Method found to have greater cancer-killing efficiency than existing treatments.

These images show the retention of doxorubicin and ND-DOX in brain tissue, with light microscopic images (upper rows) and fluorescence images detecting fluorescence generated from doxorubicin (lower rows). The images show the distribution of unmodified doxorubicin and ND-DOX after convection-enhanced delivery (CED) at 6, 16, 24 and 72 hours.

These images show the retention of doxorubicin and ND-DOX in brain tissue, with light microscopic images (upper rows) and fluorescence images detecting fluorescence generated from doxorubicin (lower rows). The images show the distribution of unmodified doxorubicin and ND-DOX after convection-enhanced delivery (CED) at 6, 16, 24 and 72 hours.

Researchers at UCLA’s Jonsson Comprehensive Cancer Center have developed an innovative drug-delivery system in which tiny particles called nanodiamonds are used to carry chemotherapy drugs directly into brain tumors. The new method was found to result in greater cancer-killing efficiency and fewer harmful side effects than existing treatments.

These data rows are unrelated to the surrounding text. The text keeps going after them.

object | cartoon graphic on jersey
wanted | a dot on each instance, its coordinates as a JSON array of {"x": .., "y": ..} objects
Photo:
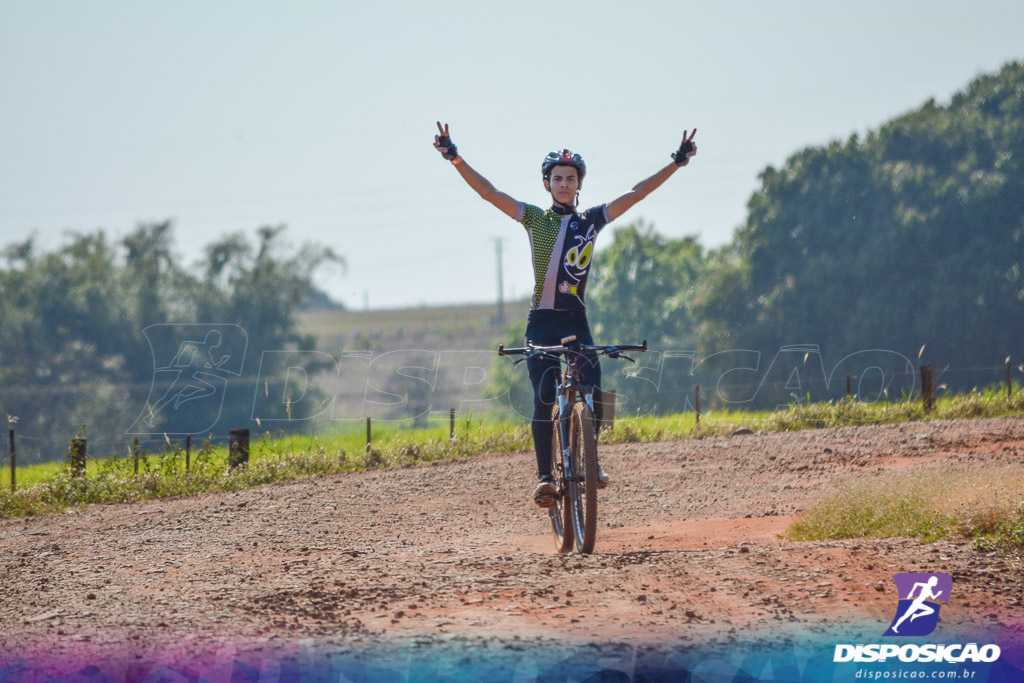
[
  {"x": 578, "y": 258},
  {"x": 563, "y": 250}
]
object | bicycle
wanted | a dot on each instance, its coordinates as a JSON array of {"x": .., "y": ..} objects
[{"x": 573, "y": 517}]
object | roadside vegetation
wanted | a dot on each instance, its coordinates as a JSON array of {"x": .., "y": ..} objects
[
  {"x": 54, "y": 487},
  {"x": 981, "y": 504}
]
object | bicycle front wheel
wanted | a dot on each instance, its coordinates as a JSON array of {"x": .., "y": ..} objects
[
  {"x": 561, "y": 514},
  {"x": 583, "y": 486}
]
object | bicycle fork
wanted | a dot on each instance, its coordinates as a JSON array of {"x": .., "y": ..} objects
[{"x": 564, "y": 429}]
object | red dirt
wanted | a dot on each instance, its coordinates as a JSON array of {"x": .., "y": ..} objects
[{"x": 689, "y": 551}]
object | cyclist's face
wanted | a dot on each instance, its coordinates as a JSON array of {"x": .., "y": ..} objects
[{"x": 564, "y": 183}]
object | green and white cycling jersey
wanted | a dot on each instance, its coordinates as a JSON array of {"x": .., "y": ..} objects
[{"x": 562, "y": 247}]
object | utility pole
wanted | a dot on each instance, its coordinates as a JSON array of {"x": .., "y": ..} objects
[{"x": 501, "y": 286}]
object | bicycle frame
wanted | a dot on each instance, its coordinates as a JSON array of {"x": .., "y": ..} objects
[{"x": 573, "y": 516}]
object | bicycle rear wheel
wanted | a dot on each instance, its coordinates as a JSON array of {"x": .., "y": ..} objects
[
  {"x": 583, "y": 487},
  {"x": 561, "y": 514}
]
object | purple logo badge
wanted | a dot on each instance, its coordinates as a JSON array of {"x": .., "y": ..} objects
[{"x": 920, "y": 595}]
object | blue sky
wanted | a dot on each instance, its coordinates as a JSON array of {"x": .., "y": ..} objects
[{"x": 228, "y": 116}]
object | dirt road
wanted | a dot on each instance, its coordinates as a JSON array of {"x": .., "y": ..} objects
[{"x": 688, "y": 552}]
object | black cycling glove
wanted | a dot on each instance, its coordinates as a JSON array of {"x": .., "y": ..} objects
[
  {"x": 680, "y": 155},
  {"x": 453, "y": 151}
]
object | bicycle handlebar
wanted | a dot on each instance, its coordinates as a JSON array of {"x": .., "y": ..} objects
[{"x": 562, "y": 349}]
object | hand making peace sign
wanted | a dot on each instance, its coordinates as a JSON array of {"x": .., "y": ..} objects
[
  {"x": 443, "y": 144},
  {"x": 687, "y": 148}
]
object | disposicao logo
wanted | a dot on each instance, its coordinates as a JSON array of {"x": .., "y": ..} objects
[
  {"x": 920, "y": 595},
  {"x": 918, "y": 614}
]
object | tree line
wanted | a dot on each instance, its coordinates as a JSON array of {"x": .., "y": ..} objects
[
  {"x": 124, "y": 338},
  {"x": 909, "y": 239}
]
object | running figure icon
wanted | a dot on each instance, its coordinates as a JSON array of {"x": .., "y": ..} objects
[
  {"x": 918, "y": 607},
  {"x": 921, "y": 596}
]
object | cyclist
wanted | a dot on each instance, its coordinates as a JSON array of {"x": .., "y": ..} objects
[{"x": 562, "y": 243}]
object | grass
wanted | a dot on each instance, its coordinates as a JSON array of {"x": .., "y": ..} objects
[
  {"x": 983, "y": 504},
  {"x": 898, "y": 508}
]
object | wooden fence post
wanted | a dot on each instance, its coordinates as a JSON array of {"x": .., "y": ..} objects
[
  {"x": 13, "y": 460},
  {"x": 1010, "y": 379},
  {"x": 77, "y": 456},
  {"x": 608, "y": 399},
  {"x": 928, "y": 387},
  {"x": 238, "y": 447}
]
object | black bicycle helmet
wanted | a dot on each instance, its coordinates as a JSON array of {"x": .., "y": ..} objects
[{"x": 563, "y": 158}]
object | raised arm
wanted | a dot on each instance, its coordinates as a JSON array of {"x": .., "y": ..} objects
[
  {"x": 623, "y": 204},
  {"x": 443, "y": 144}
]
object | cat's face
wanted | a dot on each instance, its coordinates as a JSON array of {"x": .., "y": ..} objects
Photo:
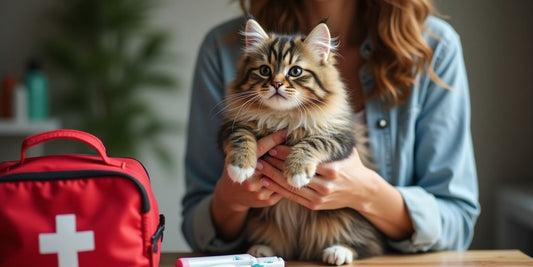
[{"x": 282, "y": 73}]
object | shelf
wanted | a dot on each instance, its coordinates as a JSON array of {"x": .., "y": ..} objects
[{"x": 12, "y": 128}]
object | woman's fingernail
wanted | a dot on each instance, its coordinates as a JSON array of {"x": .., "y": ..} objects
[
  {"x": 259, "y": 166},
  {"x": 265, "y": 182}
]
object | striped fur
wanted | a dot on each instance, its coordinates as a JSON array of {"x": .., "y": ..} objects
[{"x": 290, "y": 82}]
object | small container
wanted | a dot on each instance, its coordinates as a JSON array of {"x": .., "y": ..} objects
[
  {"x": 20, "y": 104},
  {"x": 9, "y": 83},
  {"x": 37, "y": 86}
]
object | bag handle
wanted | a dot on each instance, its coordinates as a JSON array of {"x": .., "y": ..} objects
[{"x": 84, "y": 137}]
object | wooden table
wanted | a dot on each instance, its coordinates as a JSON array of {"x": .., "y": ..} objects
[{"x": 447, "y": 258}]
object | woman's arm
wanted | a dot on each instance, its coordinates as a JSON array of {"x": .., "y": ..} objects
[{"x": 343, "y": 184}]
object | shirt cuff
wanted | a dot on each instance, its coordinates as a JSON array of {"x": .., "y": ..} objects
[
  {"x": 205, "y": 232},
  {"x": 424, "y": 211}
]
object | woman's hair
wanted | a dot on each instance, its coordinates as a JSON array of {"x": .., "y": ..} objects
[{"x": 394, "y": 27}]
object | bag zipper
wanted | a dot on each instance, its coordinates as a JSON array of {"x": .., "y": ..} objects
[
  {"x": 81, "y": 174},
  {"x": 158, "y": 233}
]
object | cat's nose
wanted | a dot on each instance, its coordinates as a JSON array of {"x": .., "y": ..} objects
[{"x": 277, "y": 85}]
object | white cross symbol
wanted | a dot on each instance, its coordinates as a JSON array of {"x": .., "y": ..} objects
[{"x": 66, "y": 242}]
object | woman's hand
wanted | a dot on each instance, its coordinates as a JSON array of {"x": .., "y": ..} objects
[
  {"x": 341, "y": 184},
  {"x": 338, "y": 184},
  {"x": 231, "y": 201}
]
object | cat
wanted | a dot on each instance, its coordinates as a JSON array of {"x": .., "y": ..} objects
[{"x": 291, "y": 82}]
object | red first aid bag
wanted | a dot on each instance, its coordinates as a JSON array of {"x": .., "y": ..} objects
[{"x": 77, "y": 210}]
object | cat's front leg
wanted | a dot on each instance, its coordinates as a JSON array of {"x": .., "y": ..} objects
[
  {"x": 261, "y": 251},
  {"x": 242, "y": 155},
  {"x": 338, "y": 255}
]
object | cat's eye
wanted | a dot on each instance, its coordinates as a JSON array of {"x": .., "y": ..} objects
[
  {"x": 264, "y": 70},
  {"x": 295, "y": 71}
]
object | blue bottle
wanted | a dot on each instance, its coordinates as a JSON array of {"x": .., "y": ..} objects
[{"x": 37, "y": 86}]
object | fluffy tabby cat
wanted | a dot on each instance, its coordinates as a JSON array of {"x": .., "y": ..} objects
[{"x": 291, "y": 82}]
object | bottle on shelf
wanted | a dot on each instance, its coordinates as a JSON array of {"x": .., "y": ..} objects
[
  {"x": 9, "y": 83},
  {"x": 37, "y": 88}
]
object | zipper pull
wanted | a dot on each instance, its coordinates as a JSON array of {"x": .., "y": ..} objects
[{"x": 158, "y": 233}]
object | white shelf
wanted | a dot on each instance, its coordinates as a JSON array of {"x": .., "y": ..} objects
[{"x": 13, "y": 128}]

The research, published in the advance online issue of the peer-reviewed journal Nanomedicine: Nanotechnology, Biology and Medicine, was a collaboration between Dean Ho of the UCLA School of Dentistry and colleagues from the Lurie Children’s Hospital of Chicago and Northwestern University’s Feinberg School of Medicine. Ho co-directs UCLA Dentistry’s Weintraub Center for Reconstructive Biotechnology and is a professor in the division of oral biology and medicine, the division of advanced prosthodontics, and the department of bioengineering.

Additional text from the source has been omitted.